In Australia, residential aged care facilities are increasingly becoming the place of care and site of death for older people with complex chronic illnesses. Consequently, it is becoming ever more relevant for these facilities to provide appropriate ongoing care as well as end of life care for this growing group of people. Since most related research to date has focused on end-of-life care in high-level care nursing home settings, little is currently known about the use of a palliative approach in caring for older people with complex needs living in hostel settings in Australia.
This study aimed to: (i) map high-level care residents in residential low-level care settings (hostels) in relation to demographic information, medical illnesses, co-morbidities, physical function and individual symptoms, (ii) explore resident perceptions of their situation and how they would like their care to be managed into the future, (iii) explore aged care staff understandings of what constitutes a palliative approach, and their perspectives on how this approach is being incorporated into the care of their high-level residents in hostel settings, and (iv) review related organisational and managerial data such as policies, procedures and staffing.

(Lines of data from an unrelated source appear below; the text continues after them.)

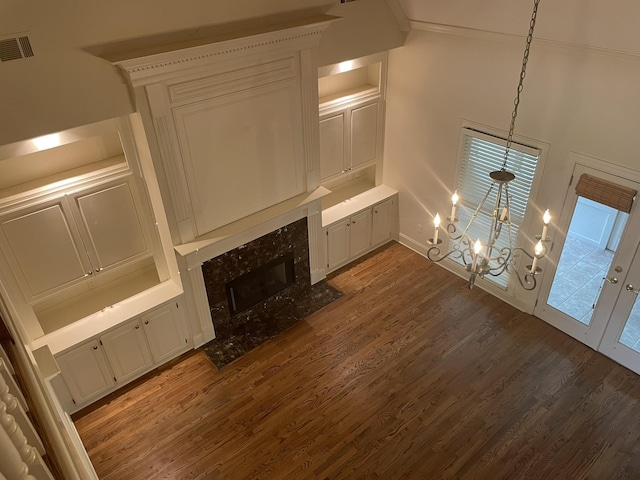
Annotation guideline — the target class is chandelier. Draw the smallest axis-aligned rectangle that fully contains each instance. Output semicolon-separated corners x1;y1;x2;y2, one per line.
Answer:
427;0;551;290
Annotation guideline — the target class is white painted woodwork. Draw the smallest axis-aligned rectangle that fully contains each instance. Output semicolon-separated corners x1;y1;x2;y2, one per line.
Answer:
349;208;371;258
322;185;398;227
140;302;189;364
74;179;149;271
52;301;192;412
349;100;381;168
56;339;114;405
320;99;384;181
322;185;398;272
109;16;334;243
371;198;394;247
0;197;93;298
327;218;350;270
173;80;305;236
100;320;153;383
320;111;348;178
318;54;387;181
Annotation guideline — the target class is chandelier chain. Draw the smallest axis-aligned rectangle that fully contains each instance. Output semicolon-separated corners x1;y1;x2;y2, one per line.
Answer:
502;0;540;170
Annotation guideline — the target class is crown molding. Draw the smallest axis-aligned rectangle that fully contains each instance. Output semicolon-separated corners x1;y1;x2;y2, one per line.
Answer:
110;15;340;87
409;20;640;62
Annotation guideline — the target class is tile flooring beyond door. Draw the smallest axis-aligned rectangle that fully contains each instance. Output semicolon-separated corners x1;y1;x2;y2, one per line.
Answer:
547;234;640;351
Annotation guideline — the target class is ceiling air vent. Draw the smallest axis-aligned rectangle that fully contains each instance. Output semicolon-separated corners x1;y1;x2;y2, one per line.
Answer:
0;37;33;62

A concurrent mixed methods design incorporating both quantitative and qualitative approaches to data collection was conducted in two residential aged care facilities in NSW. Data collection was conducted over a eight month period. Descriptive statistics were used to summarise the characteristics of the 93 high-level care residents participating or participating by proxy (that is through the involvement of a person responsible acting on behalf of the resident), the prevalence of symptoms and the number of symptoms per resident, associations between symptoms and diagnosis, and the functional status and psychosocial well-being of participating residents. Three validated tools were used to describe the residents’ health status, wellbeing, and functional ability and assess current symptoms. A medical record audit tool was developed to collect demographic data, and organizational and managerial data tools were developed to collect information about polices, education and staffing levels. Of the 412 residents in the eight hostel facilities, 58% were categorised as requiring ‘high-level’ care. In addition, unstructured interviews were conducted with 72 high-level care residents and 21 persons responsible and semi-structured interviews were conducted with 30 aged care staff.
The findings show that, although hostel staff are familiar with the concept of a palliative approach, the discourse of this approach to care is not widely adopted or operationalised within hostel settings. The study also demonstrates that staff, high-level care residents and their families all struggle with the difficulties and complexities of the transition towards the end of life within hostels, and particularly with the constraints that, in most cases, preclude the possibility of ‘dying in place’. This thesis presents a new way of conceptualising care for those people in hostels who are transitioning towards end of life: a community of care, in which a palliative approach is one of several elements of the care provided. Implementing communities of care within hostel settings is not, however, without challenges. Recommendations are made in this thesis about how some of these issues might be addressed.